Something we should all be able to agree on is that there should be no sweetcorn in Shepard's Pie.
But, all that depends on your personal taste.
Since these meat pies use two different types of meat - minced beef and lamb mince - you’ll want to use two different types of gravy.
Lamb gravy is typically used for Shepherd’s Pie, and beef gravy is used for Cottage Pie.
Shepherd’s Pie has always been known to use mashed potato topping.
These days, Cottage Pie also typically uses mashed potatoes; however, they traditionally used layered potato slices.
Easy Cottage Pie Recipe
Here’s my absolute favorite Cottage Pie Recipe.

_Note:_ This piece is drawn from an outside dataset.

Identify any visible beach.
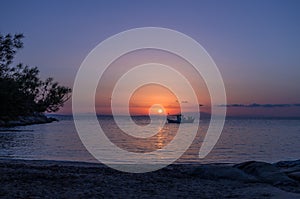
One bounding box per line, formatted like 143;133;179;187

It takes only 55 minutes to prepare, and you can even use leftover mashed potatoes to make the whole process much easier.
- 2 pounds of minced meat (ground beef or pork)
- 1 large onion
- 1 cup of chopped carrots
- 5 cloves of minced garlic
- 1 cup of corn
- 1 cup of frozen peas
- 1 and a ½ cups of beef stock
- ¼ cup of tomato paste
- 3 tablespoons of Worcestershire sauce
- 2 tablespoons of dijon mustard
- 1 tablespoon of cornstarch
- 2 teaspoons of dried thyme
- 4-5 cups of mashed potatoes (russet potatoes)
- 1 cup of shredded cheddar cheese
- Preheat the oven to 400°F.
- Grab a cast-iron skillet and place it over medium heat, adding the ground meat with salt and pepper (if you’re making the meat-free version, you can use Quorn.) Break the beef into small pieces with a wooden spoon and cook until browned.
- Once fully cooked, move around the side of the skillet. Add in the vegetables, except the peas. Cook for 5 minutes until the onions and carrots are fork-tender.
- Add in the peas, beef broth, mustard, cornstarch, tomato paste, Worcestershire sauce, and thyme. Mix the whole dish well and add salt and pepper if needed.
- Transfer the beef into a greased baking dish, and scoop the potatoes over the simple meat mixture (add more potatoes if needed.)
- Cook for 20-30 minutes until the potato crust is golden and the filling is bubbling.
- Let sit for 5-10 minutes.
- To make the mashed potatoes, boil the potatoes until tender. Drain and use a potato masher with 1 tablespoon of butter and ¼ cup of milk. Add salt and pepper to taste.
- To freeze cottage pie, double wrap the meat pie in plastic wrap and store in the freezer for up to 2 months.
Are Shepherd’s Pie and Cottage Pie the Same?
To put it simply, no. Shepherd’s Pie and Cottage Pie use different meats, and traditionally, different types of potatoes.
They both have their own history and origins; however, they are pretty similar dishes these days.
So who wins this pie vs pie debate? Well, that all depends on if you prefer lamb or beef.
To confuse you even more, Cumberland Pie also goes hand in hand with the two, but we’ll leave that for another day.